All of the 75 House members face re-election this year if they decide to run again; while half of the 29-member Senate are up.
In addition, most of the GOP lawmakers running for re-election will face many “strong conservative” delegates in either their county or state Utah Republican Convention, coming this spring.
And Y2 finds that 91 percent of “strong conservatives” in the state want tax cuts now.
Hard to face those GOP delegates who are voting on you if you had the chance to vote for a tax cut but didn’t give one.
Historically, it would be a no-brainer that the Republican Legislature would give a tax cut in an election year if members could afford to do so after setting next year’s budget. With the huge surplus looming, they could certainly afford to give one this year.
But some House and Senate Republicans have balked at a tax reduction, which likely would have to come in the income tax because most of the surplus comes from that source.
There’re several reasons for the hesitancy:
It’s unknown now how much the Coronavirus, which has yet to come to Utah but likely will, may affect next fiscal year’s state tax revenues.
Some GOP leaders worry the income and sales tax receipts could be severely harmed if the virus shuts down tourism, keeps people from work and normal shopping.
Tax reform, which failed this session, must be taken up by the newly-elected governor and the 2021 Legislature.
Lawmakers have put aside $80 million for tax relief accompanying tax reform -- although with the large surpluses more likely could be given.
Should tax cuts be put off until next year, when what tax reform will look like is known?

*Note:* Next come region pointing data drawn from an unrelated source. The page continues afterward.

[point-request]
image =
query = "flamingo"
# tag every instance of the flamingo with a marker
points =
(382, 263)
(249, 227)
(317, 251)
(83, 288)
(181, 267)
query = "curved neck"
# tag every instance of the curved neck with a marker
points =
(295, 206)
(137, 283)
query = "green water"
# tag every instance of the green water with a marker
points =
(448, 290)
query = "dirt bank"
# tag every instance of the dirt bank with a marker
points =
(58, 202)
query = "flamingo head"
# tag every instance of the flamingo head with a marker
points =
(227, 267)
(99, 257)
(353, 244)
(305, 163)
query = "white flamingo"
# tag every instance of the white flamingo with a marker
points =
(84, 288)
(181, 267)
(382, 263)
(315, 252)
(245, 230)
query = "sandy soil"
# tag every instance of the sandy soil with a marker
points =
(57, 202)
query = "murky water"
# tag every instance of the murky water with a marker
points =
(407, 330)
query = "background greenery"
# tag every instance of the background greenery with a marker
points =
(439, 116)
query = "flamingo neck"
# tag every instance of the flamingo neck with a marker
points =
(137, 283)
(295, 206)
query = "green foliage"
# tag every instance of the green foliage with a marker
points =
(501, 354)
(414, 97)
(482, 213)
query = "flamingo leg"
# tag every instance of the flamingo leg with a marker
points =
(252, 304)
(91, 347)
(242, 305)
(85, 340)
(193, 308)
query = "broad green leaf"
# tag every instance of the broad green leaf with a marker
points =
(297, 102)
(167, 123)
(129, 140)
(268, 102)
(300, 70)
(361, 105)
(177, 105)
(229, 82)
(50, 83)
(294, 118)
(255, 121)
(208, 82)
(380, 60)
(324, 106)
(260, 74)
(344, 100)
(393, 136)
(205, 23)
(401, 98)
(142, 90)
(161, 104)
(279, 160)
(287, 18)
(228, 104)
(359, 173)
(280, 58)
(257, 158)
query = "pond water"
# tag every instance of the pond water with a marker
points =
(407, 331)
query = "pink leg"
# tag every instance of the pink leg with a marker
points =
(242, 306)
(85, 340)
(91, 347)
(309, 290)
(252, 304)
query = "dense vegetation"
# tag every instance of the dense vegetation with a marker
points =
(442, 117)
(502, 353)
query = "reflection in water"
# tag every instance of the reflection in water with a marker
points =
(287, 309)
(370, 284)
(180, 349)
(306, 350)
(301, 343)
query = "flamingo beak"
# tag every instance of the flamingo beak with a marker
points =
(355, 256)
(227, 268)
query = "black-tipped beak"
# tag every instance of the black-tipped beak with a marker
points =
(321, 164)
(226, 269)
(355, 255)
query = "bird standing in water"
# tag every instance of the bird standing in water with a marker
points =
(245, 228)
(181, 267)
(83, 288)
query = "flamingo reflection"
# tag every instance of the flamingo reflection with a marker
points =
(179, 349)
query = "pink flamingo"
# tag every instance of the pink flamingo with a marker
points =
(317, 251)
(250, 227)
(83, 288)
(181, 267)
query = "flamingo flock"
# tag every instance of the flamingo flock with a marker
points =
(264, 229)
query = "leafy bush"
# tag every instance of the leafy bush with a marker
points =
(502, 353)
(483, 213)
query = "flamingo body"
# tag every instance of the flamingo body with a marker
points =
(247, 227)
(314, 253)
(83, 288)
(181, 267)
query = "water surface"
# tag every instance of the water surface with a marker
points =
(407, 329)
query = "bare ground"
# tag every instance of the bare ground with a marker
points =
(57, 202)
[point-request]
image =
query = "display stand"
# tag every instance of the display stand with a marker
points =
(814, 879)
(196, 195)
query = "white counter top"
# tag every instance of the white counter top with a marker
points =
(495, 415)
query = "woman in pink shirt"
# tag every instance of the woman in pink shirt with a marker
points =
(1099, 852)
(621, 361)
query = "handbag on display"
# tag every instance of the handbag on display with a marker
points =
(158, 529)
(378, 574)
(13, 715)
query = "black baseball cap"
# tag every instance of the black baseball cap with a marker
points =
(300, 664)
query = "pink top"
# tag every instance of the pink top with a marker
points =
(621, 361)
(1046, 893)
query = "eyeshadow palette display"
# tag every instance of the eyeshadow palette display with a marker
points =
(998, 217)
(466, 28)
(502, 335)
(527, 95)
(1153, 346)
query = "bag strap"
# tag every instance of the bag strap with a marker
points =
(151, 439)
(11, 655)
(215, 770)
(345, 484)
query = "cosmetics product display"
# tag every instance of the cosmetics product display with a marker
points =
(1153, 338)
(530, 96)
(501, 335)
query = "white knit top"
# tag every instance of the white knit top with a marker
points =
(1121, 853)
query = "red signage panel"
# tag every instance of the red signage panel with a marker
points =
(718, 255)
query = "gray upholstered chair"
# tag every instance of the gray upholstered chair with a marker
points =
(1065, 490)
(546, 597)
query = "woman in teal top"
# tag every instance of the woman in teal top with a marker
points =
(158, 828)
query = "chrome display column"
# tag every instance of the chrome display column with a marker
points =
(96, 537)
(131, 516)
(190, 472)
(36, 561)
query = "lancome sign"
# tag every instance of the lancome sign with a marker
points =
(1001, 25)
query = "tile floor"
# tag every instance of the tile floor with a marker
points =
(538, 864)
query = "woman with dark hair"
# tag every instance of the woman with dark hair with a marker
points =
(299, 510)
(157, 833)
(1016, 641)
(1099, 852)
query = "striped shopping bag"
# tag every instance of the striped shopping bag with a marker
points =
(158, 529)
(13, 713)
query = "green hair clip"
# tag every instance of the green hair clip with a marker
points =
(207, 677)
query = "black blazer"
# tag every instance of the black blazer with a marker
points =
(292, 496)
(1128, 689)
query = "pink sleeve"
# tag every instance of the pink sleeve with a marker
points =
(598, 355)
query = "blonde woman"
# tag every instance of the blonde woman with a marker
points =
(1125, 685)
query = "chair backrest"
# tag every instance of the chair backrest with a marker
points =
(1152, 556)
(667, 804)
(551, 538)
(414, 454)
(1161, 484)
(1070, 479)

There was a $160 million tax cut that came with the failed tax reform of 2019-2020. Some GOP legislators are still smarting over the voters’ rebuke, and are not eager to quickly turn around and give tax relief to the very people who worked so hard against tax reform/tax cuts -- rubbing lawmakers’ noses in the political failure.
GOP Gov. Gary Herbert, who is not running for re-election this year, didn’t work hard in supporting tax reform, and isn’t now strongly advocating for tax cuts.
So his GOP legislative colleagues don’t see pressure from his office to give tax cuts now.
However, the new poll results do show that Utahns in general (74 percent), and Republicans especially, want the Legislature to give tax cuts now.
Y2 polled 1,049 registered voters between Feb. 26 to March 2, with a margin of error of plus or minus 3.03 percent.